Stocamine, ou la bombe à retardement alsacienne

 

… qui pourrait nous faire éviter la bombe à retardement haut-marno-meusienne s’il en était pris acte !

 

Ah Stocamine… LE centre souterrain de déchets chimiques de référence pendant longtemps, mis en avant par les pro-enfouissement des déchets radioactifs, promis comme réversible aux habitant-es à l'époque... et devenu soudainement tabou pour les pro-Cigéo car depuis un incendie en profondeur en 2002 (bye-bye la réversibilité) ces déchets ultimes menacent de contaminer la plus grande nappe phréatique d'Europe.

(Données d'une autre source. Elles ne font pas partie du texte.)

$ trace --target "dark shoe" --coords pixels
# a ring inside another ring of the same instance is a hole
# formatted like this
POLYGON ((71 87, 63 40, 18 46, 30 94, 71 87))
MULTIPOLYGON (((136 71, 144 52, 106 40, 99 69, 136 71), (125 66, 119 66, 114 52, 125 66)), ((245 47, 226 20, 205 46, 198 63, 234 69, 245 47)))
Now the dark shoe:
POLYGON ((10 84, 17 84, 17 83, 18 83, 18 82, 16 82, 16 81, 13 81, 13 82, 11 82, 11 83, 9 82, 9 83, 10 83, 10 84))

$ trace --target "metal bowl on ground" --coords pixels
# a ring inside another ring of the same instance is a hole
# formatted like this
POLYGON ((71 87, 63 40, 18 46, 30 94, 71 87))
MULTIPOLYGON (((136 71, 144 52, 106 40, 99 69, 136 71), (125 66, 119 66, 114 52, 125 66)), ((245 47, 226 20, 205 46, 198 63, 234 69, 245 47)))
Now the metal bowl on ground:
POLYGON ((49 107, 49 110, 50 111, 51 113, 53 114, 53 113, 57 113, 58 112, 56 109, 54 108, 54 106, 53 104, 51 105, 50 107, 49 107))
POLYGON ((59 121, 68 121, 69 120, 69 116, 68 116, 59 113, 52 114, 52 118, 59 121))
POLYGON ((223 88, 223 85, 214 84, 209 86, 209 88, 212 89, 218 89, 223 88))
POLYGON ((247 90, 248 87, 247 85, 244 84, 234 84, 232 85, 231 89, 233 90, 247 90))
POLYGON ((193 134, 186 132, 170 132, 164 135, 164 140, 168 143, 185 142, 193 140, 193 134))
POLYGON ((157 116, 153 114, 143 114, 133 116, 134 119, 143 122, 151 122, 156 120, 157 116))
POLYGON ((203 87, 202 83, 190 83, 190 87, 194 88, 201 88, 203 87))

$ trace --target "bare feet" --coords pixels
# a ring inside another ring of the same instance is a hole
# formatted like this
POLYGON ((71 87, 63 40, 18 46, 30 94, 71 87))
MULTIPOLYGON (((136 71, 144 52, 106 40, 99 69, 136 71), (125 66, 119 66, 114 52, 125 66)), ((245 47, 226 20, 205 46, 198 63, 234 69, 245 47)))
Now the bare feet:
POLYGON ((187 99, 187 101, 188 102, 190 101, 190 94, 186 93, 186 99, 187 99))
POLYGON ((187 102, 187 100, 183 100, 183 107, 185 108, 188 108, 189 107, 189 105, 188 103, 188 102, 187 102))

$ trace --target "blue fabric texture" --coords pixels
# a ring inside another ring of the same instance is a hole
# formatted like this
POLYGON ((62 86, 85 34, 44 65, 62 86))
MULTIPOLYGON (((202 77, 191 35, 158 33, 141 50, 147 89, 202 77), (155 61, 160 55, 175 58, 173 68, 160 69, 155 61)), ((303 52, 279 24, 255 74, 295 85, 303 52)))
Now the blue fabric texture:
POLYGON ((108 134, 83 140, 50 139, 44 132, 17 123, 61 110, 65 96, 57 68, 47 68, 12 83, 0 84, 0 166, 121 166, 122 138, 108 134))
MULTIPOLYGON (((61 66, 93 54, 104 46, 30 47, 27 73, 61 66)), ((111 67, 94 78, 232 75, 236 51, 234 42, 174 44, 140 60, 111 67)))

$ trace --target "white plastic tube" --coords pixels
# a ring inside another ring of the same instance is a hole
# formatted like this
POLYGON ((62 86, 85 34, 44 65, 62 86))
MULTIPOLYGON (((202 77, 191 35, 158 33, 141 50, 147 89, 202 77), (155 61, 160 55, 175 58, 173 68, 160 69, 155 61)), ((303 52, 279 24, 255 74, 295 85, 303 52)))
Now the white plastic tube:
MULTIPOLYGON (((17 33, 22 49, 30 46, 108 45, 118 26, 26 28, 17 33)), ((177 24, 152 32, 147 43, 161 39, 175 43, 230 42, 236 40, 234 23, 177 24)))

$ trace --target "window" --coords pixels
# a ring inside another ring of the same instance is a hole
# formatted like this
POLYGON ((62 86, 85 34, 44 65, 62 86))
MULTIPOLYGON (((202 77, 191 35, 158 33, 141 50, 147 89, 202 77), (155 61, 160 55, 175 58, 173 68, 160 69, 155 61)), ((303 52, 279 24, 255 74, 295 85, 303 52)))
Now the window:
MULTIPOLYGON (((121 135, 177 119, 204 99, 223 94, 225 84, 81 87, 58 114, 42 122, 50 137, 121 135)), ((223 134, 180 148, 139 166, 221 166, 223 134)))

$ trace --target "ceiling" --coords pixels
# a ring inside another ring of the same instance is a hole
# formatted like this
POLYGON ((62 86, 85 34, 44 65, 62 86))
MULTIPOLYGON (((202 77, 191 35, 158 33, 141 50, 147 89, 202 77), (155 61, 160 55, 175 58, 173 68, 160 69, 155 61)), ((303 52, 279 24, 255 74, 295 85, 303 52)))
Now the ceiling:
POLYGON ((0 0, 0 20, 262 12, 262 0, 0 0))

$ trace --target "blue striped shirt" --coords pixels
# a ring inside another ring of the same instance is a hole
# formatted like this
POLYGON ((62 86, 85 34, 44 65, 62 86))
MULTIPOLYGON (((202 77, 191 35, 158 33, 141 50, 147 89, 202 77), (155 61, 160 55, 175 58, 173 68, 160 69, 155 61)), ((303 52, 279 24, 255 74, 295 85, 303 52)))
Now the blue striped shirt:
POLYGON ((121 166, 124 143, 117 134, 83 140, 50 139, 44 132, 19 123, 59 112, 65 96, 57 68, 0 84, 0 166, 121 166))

Depuis 2017, l'Etat avait décidé de fermer à jamais le site et d’abandonner les déchets dans les sous-sols, mais un rapport parlementaire rédigé par trois députés du Bas-Rhin et du Haut-Rhin préconise l'extraction de ces déchets au nom du principe de précaution (le Monde : Stocamine, les députés éreintent le projet et pointent des risques considérables).

 

Pour la petite histoire (que l’on aime bien raconter !), Pierre Franck Chevet qui est à la tête de l’ASN… n’était autre que le Directeur de la DRIRE Alsace lorsque Stocamine a été autorisé (et la réversibilité et la sûreté du stockage garanties) !  

 

R.A.S ! Aucun développement économique prévu en Meuse et en Haute-Marne (excepté le nucléaire) !

 

Et il n’y a pas que nous pour le dire. Nous, nous le savions bien que radioactivité et attractivité ne faisaient pas bon ménage. Nous ne pouvons pas dire que les élus locaux nous aient apporté quelconque crédit à l’époque. Et pourtant, 19 ans après le décret d’autorisation du laboratoire de recherche, même ceux qui n’étaient pas hostiles à Cigéo (à condition que les promesses d’emploi et de développement soient honorées…) finissent par poser ce même constat.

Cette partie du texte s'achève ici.